What Is a Retracement?
A retracement is the opposite of an expansion:
- Expansion – fast, aggressive, directional move.
- Retracement – slow, shallow move against the trend.
Think of it as the market taking a “breather” before resuming the primary move.
In a bullish environment:
- Price expands upward.
- Pulls back slowly in a shallow correction.
- Resumes upward in a fresh expansion.
Key Traits of a Retracement
- Form after a strong expansion.
- Pull back into a PD array, often a fair value gap (FVG).
- Show failure swings at highs in a bullish retracement or lows in a bearish retracement.
- Respect structure without breaking the protected swing that confirms the trend.
How to Trade Retracements
- Find a clear, strong move in one direction with momentum.
- Let price ease into a PD array (FVG, order block, etc.). Don’t rush the entry.
- This could be a Candle 2 closure in the Fractal Model or a protected swing forming at the PD array.
- Take the trade on the confirmation candle or after a retest. Place your stop near the protected swing.
- Aim for logical liquidity pools—previous highs/lows or key imbalances.
Real Chart Examples
Example 1 – Hourly Timeframe
- Expansion up, slow, shallow pullback into FVG.
- Failure swings form at retracement highs.
- Protected swing confirms.
- Price expands upward.
Example 2 – 5-Minute EURUSD
- Lower time frame retracement fails because no sweep or FVG entry occurs.
- Lesson: Not all retracements are met with expansion for a continuation.
💡 Pro Tip: Wait for a new protected swing to form inside the fair value gap. This will signal the end of the retracement phase, and start of the expansion phase.
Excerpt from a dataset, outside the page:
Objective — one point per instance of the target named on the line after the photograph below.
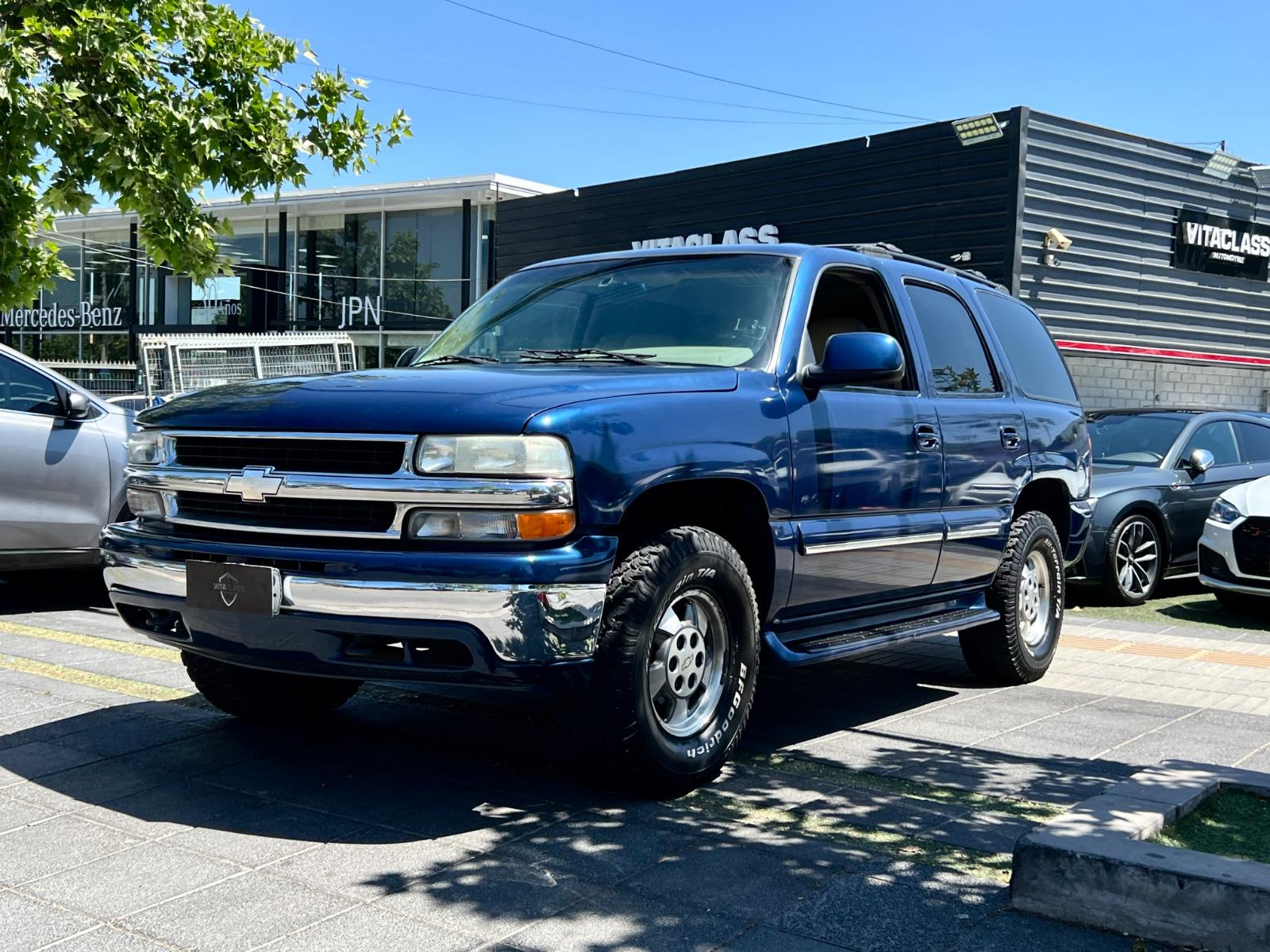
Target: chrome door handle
(926, 436)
When Retracements Don’t Happen
Strong expansions often skip retracements entirely, moving directly into consolidation or another expansion.
In these cases:
- Either wait for a valid retracement.
- Use a lower timeframe to get a better picture
Combining with the Phases of Price
Retracements are just one part of the flow:
Expansion → Retracement → Expansion
By recognizing the phase you’re in, you can anticipate:
- Where the next opportunity is likely to form.
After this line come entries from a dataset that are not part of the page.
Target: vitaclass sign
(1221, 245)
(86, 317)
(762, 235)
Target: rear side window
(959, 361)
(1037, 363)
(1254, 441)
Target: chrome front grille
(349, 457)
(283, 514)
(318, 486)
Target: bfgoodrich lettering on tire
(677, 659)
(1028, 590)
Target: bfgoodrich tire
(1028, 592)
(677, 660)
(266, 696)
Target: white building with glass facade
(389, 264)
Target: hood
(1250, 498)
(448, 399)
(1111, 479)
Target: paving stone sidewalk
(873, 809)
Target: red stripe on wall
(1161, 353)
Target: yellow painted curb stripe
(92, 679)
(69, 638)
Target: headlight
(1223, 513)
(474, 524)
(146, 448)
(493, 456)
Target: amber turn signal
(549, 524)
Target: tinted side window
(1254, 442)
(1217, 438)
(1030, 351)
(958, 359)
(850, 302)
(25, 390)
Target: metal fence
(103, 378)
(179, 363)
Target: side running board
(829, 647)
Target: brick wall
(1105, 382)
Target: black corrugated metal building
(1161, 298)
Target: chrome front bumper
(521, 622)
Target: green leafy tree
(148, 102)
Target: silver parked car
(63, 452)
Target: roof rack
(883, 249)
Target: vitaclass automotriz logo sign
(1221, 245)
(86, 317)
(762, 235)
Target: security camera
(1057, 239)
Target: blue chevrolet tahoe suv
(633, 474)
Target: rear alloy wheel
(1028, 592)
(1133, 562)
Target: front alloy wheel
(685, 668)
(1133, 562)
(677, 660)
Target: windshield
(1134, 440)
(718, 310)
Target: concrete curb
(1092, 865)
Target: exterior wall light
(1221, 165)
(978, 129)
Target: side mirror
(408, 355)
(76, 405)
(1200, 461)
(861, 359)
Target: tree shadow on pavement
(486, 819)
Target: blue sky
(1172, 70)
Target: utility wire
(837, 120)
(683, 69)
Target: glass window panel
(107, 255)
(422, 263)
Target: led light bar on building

- How deep price can reasonably pull back before invalidating the trend.
Key Takeaways
- Retracements = slow, shallow moves against the trend.
- Look for them in fair value gaps, ideally with failure swings.
- Confirm with a protected swing or C2 closure.
- Not every expansion will give you a retracement and that’s okay.
- Blend with other phases for a complete trading roadmap.